Cambridge Antibody Technology (CAT)
* CAT is a leader in the discovery and development of human
therapeutic antibodies and has an advanced proprietary platform
technology for rapidly isolating human monoclonal antibodies using
phage display systems. CAT has extensive phage antibody libraries,
currently incorporating more than 100 billion distinct antibodies.
These libraries form the basis for the Company's strategy to develop a
portfolio of antibody-based drugs.
* CAT is a UK biotechnology company based near Cambridge, England. CAT
currently employs around 280 people.
* Six CAT-derived human therapeutic antibodies are at various stages of
clinical trials, with a seventh CAT-derived antibody, D2E7, having
been submitted for regulatory review by Abbott (responsible for
development and marketing) following the completion of Phase III
trials.
* CAT has alliances with a large number of pharmaceutical and
biotechnology companies to discover, develop and commercialize human
monoclonal antibody-based products. CAT has also licensed its
proprietary human phage antibody libraries to several companies for
target validation and drug discovery. CAT's collaborators include:
Abbott, Amrad, Elan, Genzyme, Human Genome Sciences, Immunex,
Merck & Co, Pharmacia and Wyeth Research.

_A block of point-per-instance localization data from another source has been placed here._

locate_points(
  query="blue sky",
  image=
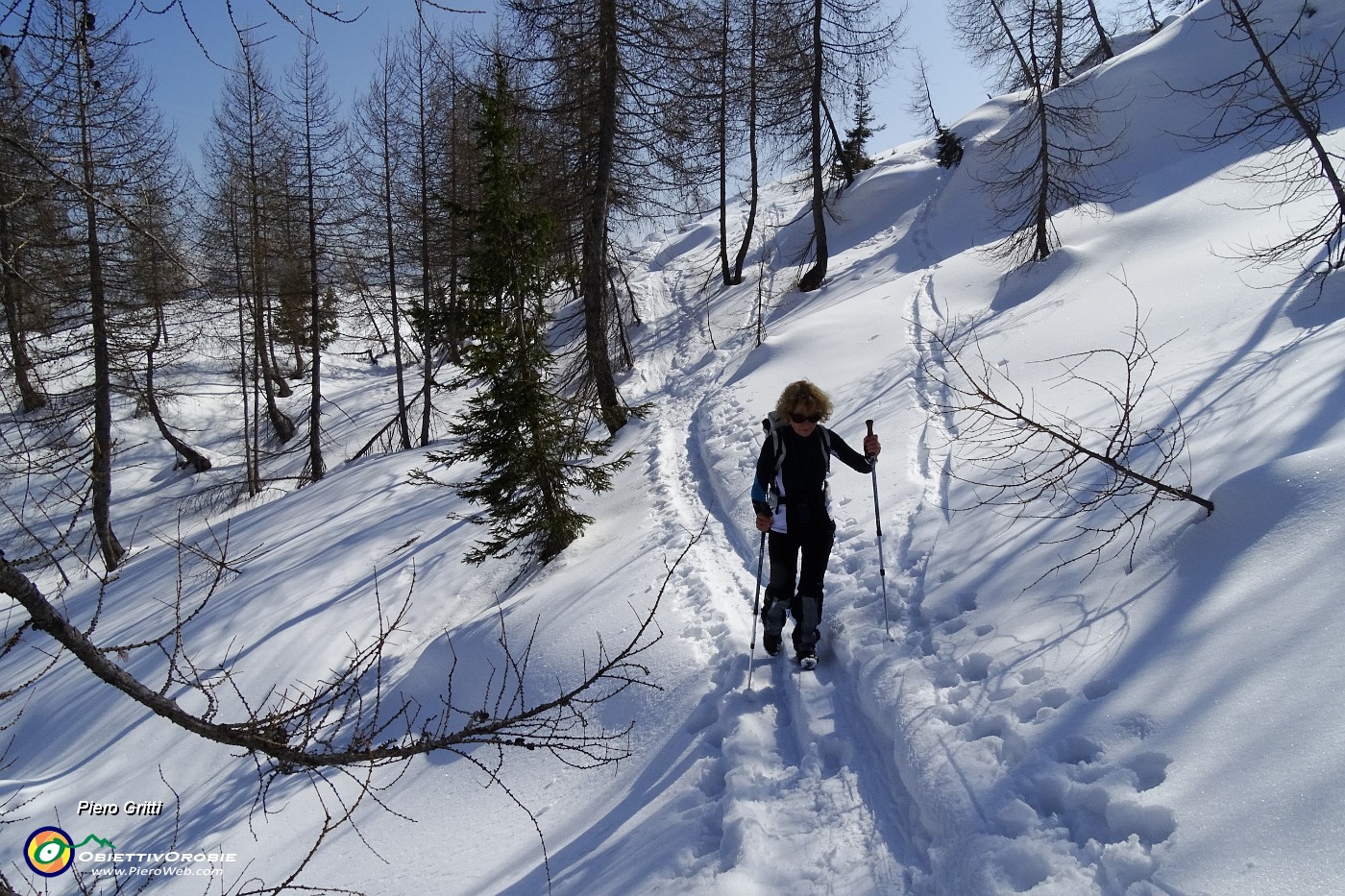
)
(187, 84)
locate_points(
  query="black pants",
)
(797, 566)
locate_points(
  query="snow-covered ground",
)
(1167, 721)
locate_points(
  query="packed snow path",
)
(800, 804)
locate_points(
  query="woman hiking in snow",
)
(790, 498)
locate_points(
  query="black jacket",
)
(800, 485)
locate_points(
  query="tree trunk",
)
(752, 148)
(595, 229)
(813, 278)
(100, 472)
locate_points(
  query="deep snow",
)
(1167, 722)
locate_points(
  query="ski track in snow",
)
(784, 774)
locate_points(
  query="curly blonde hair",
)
(803, 397)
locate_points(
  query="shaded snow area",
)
(1167, 720)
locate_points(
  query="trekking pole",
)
(756, 611)
(877, 522)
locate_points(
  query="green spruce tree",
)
(534, 453)
(854, 147)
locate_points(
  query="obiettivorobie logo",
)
(51, 851)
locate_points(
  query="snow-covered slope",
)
(1161, 722)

* CAT is listed on the London Stock Exchange and on NASDAQ since June
2001. CAT raised #41m in its IPO in March 1997 and 93m pounds in a
secondary offering in March 2000.

Glossary
* Negative regulator: Controls by inhibiting normal biological function
* Superfamily of proteins: A large group of proteins with similar
structure and function derived from a common evolutionary ancestor.
* Nasal patency: The openness, or lack of blockages, in the airways of
the nose.
* Potent: The measure of the effectiveness of a drug related to its
concentration.
* Eosinophil: A type of white blood cell particularly involved in
allergic disorders.
* Mast cells: Granular cells found in connective tissue. They release
substances such as histamine and heparin in response to allergic or
immune reactions.
* IND (Investigational New Drug): License granted by the US Food and
Drug Administration (FDA) to allow testing of a new drug in humans.

Application of the Safe Harbor of the Private Securities Litigation Reform Act of 1995: This press release contains statements about CAT that are forward-looking statements. All statements other than statements of historical facts included in this press release may be forward-looking statements within the meaning of Section 21E of the US Securities Exchange Act of 1934.
These forward-looking statements are based on numerous assumptions regarding CAT's present and future business strategies and the environment in which CAT will operate in the future. Certain factors that could cause CAT's actual results, performance or achievements to differ materially from those in the forward looking statements include: market conditions, CAT's ability to enter into and maintain collaborative arrangements, success of product candidates in clinical trials, regulatory developments and competition.